2. The aforementioned compound, 【Chemistry 2】 The compound according to claim 1, or a pharmaceutically acceptable salt thereof, stereoisomer, mixture of stereoisomers, or deuterated analog thereof.

3. The aforementioned compound, 【Transformation 3】 And, In the equation, q is between 0 and 6 (inclusive); and m is between 0 and 5 (inclusive). The compound described in claim 1, or a pharmaceutically acceptable salt thereof, stereoisomer, mixture of stereoisomers, or deuterated analog thereof.

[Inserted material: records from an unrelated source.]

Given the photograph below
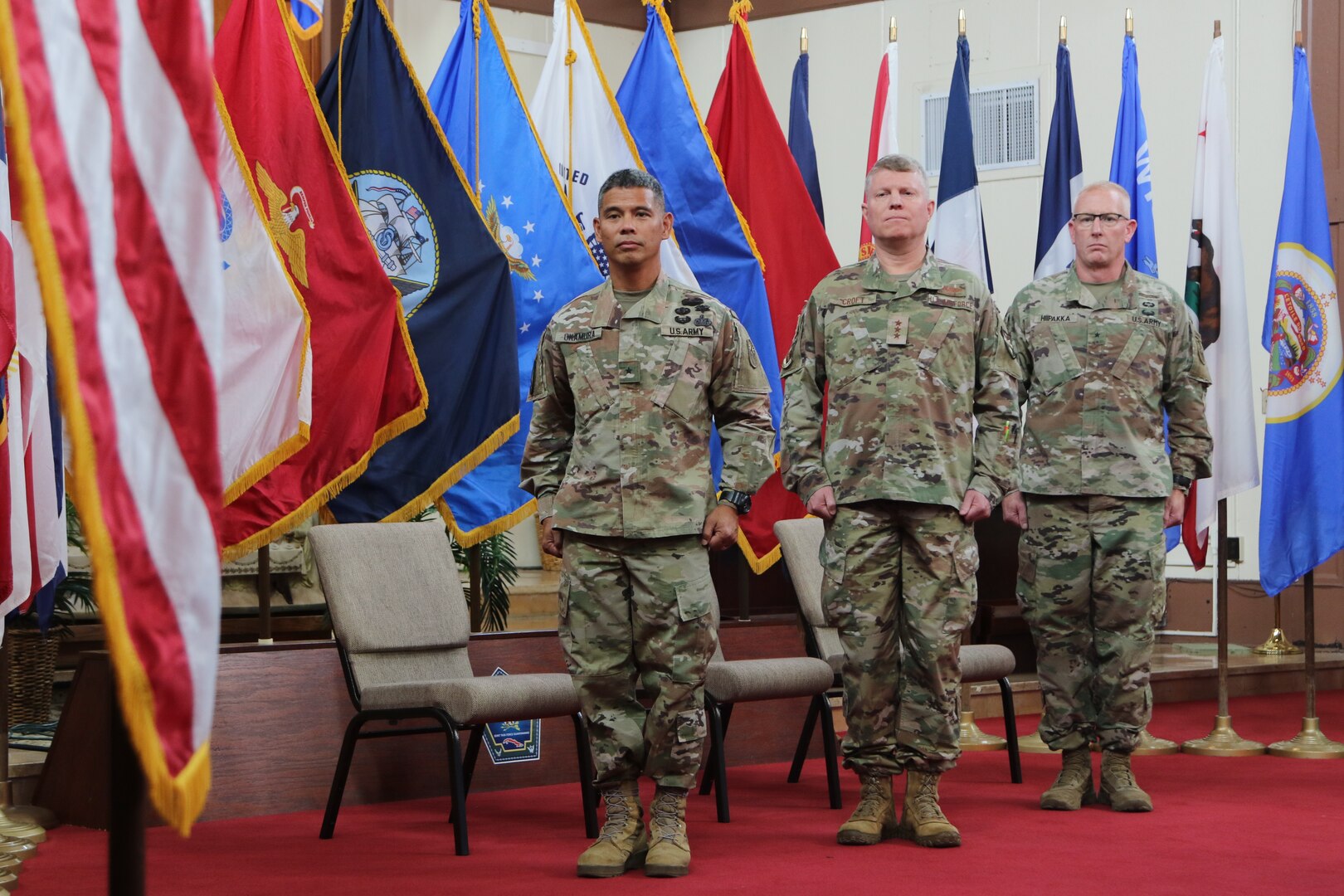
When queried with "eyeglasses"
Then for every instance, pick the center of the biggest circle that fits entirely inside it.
(1108, 221)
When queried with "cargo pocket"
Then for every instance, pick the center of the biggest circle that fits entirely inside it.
(693, 598)
(689, 726)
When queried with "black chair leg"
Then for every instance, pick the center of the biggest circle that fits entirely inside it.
(347, 754)
(800, 754)
(587, 791)
(828, 748)
(459, 787)
(718, 772)
(1011, 731)
(474, 750)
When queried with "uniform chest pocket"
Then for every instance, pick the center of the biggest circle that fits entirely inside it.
(1053, 359)
(683, 377)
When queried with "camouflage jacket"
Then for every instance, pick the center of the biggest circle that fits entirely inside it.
(914, 366)
(1097, 377)
(620, 436)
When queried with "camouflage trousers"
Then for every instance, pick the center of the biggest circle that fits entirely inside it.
(637, 611)
(1092, 583)
(899, 587)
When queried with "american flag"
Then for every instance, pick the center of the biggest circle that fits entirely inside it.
(114, 144)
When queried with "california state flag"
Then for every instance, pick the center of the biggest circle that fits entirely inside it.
(882, 139)
(1215, 292)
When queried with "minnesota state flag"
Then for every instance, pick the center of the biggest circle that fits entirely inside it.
(481, 110)
(441, 257)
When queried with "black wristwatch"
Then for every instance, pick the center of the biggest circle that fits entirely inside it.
(739, 500)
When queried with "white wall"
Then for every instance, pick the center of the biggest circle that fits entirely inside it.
(1010, 41)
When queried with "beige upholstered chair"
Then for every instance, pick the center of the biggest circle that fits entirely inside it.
(733, 681)
(402, 629)
(800, 543)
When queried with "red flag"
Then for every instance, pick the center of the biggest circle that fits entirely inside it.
(882, 134)
(119, 203)
(765, 184)
(368, 387)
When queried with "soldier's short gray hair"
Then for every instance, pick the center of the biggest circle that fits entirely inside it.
(897, 163)
(1107, 184)
(633, 179)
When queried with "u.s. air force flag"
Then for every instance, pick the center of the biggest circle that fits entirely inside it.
(583, 132)
(1303, 494)
(440, 254)
(479, 104)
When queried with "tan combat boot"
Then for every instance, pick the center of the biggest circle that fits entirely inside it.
(1073, 789)
(670, 852)
(874, 818)
(1118, 787)
(622, 841)
(921, 818)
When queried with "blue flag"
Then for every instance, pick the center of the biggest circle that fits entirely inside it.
(1064, 176)
(548, 258)
(1131, 165)
(1303, 500)
(957, 232)
(308, 17)
(660, 113)
(440, 254)
(800, 134)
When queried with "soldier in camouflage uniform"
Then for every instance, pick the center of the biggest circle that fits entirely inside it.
(1105, 351)
(628, 379)
(919, 441)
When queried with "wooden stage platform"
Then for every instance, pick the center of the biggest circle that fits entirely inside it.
(281, 711)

4. Q-Z is, 【Chemistry 145】 is; or Q-Z is 【Chemistry 147】 The compound according to claim 1, or a pharmaceutically acceptable salt thereof, stereoisomer, mixture of stereoisomers, or deuterated analog thereof.

5. Z is 【Chemistry 149】 It is; or Z is [Chemical 150] It is; or Z is 【Chemistry 151】 It is; or Z is 【Chemistry 152】 The compound according to claim 1, or a pharmaceutically acceptable salt thereof, stereoisomer, mixture of stereoisomers, or deuterated analog thereof.

6. Q-Z is, 【Chemistry 155】 A compound according to claim 1, selected from, or a pharmaceutically acceptable salt thereof, stereoisomer, mixture of stereoisomers, or deuterated analog thereof. 【Request Item 7】 【Chemistry 7-1】 【Chemistry 7-2】 A compound selected from the group consisting of the above, or a pharmaceutically acceptable salt thereof.

8. A pharmaceutical composition comprising a compound according to claims 1 to 7, or a pharmaceutically acceptable salt thereof, stereoisomer, mixture of stereoisomers, or deuterated analog thereof, together with a pharmaceutically acceptable carrier.

9. A composition for use in a method of treating cancer, comprising a compound according to any one of claims 1 to 7, or a pharmaceutically acceptable salt thereof, stereoisomer, mixture of stereoisomers, or deuterated analog thereof.